After hours without seeing a trace of humankind, we discover an upside down car next to another with a crumpled snout. There's obviously been an accident so we stop, but the man and woman standing on the grassland say there's no need. So we drive on.

"We always help others," explains Tseringbum, the English teacher at our destination, the herding community of 2,000 nomads that is Yege township in Qinghai province's Yushu prefecture.

I sleep in Tseringbum's prayer room, swaddled in yak skins, during my week on the Tibetan Plateau. There are no spare tents since last year's earthquake.

The nomads are hospitable and after two breakfasts and three lunches, I'm seated for my sixth meal at noon. Almost all the servings are of yak dairy, the staple and often only food of Yege's herders. When I can't eat much, my hosts say it must be because I'm a foreigner and dislike their diet.

Copious milk tea flow means frequent urination. Fortunately, Tseringbum's abode has about the only lavatory, made of concrete slats but without a roof. It's early August and snowflakes sprinkle my red jacket while using Tseringbum's facilities.

Even the chief of Yege's Hongqi village, Kangia, has only a yak-studded hillock for a restroom. The "toilet" nearest the student dorms is a trash pit. A yak voraciously bulldozes through the garbage. Elsewhere, we relieve ourselves in fields.

Kangia points to a knitted slingshot slung over a nail on his wall. "A Tibetan gun," he says, in Mandarin. Nomads herd with slingshots, launching salvos of stones to steer livestock.

It seems local people can't go five minutes without joking, singing or dancing.

"We say that if you can talk, you can sing. If you can walk, you can dance," the primary school's deputy headmaster Yongdingquepab tells me.

Eventually, it's time to head back to Yushu's airport, a 13-and-a-half hour ride over choppy dirt roads. We rattle like dice in a cup. This swath of the Tibet Plateau is a place where the causes of traffic jams have hooves rather than wheels.

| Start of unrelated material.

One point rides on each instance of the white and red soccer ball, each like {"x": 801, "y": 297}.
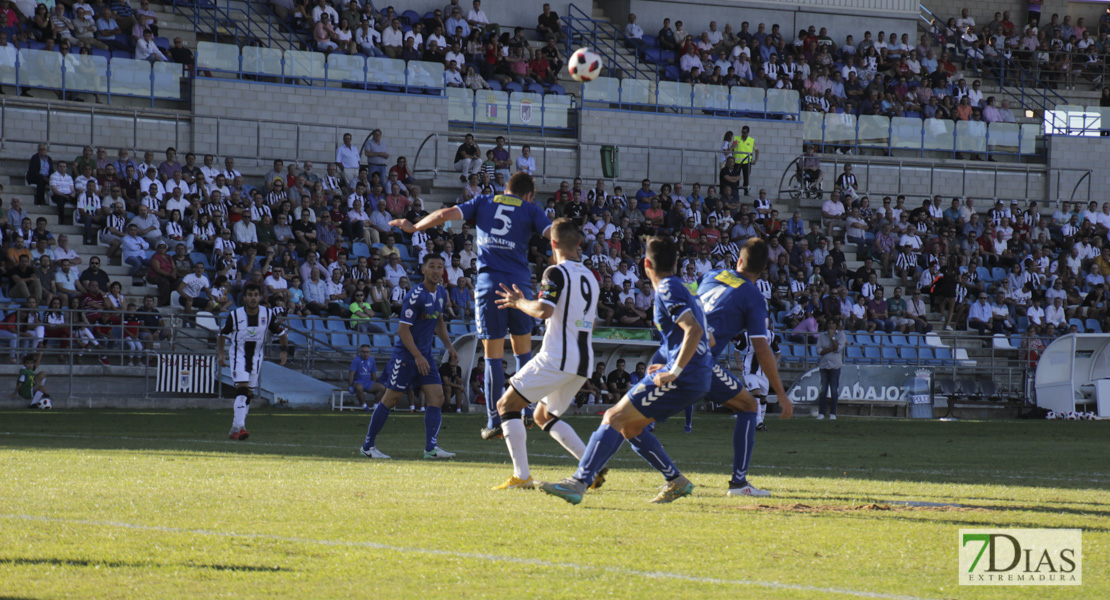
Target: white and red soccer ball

A constant pinball game of pikas plays out across the road. Blasts of fur cause us to bow every time the driver stomps the brakes. He's not always fast enough.

We reach Longbo town, near the quake's epicenter. "We must detour," Bainaiquiang, my friend from the NGO Butter Lamp Compassion Group, announces upon our departure from Longbo. The driver jerks the truck off the dirt path. It grumbles over mountains and splashes through knee-high rivers. We reach the tent of an old woman and young monk, where we take a break and swill milk tea.

The truck bed clatters and there is a clunk against the rear windshield. I look back into the disbelieving eyes of a ram, whose horns are being lashed to the back window's frame. His horns clack against the glass and he bleats protests as we judder over choppy dirt trails.

I spend the night in a corrugated metal building near town. A driver arrives the next morning.

The temblor's ruins appear ghostlike through his van's dusty windows. I want to ask about the recovery. But the driver keeps chanting sutras. At the airport, I check the film I shot of Yege's several hundred children, waving goodbye.

They'd become too blurry for me to see during our farewells. And that had nothing to do with the camera.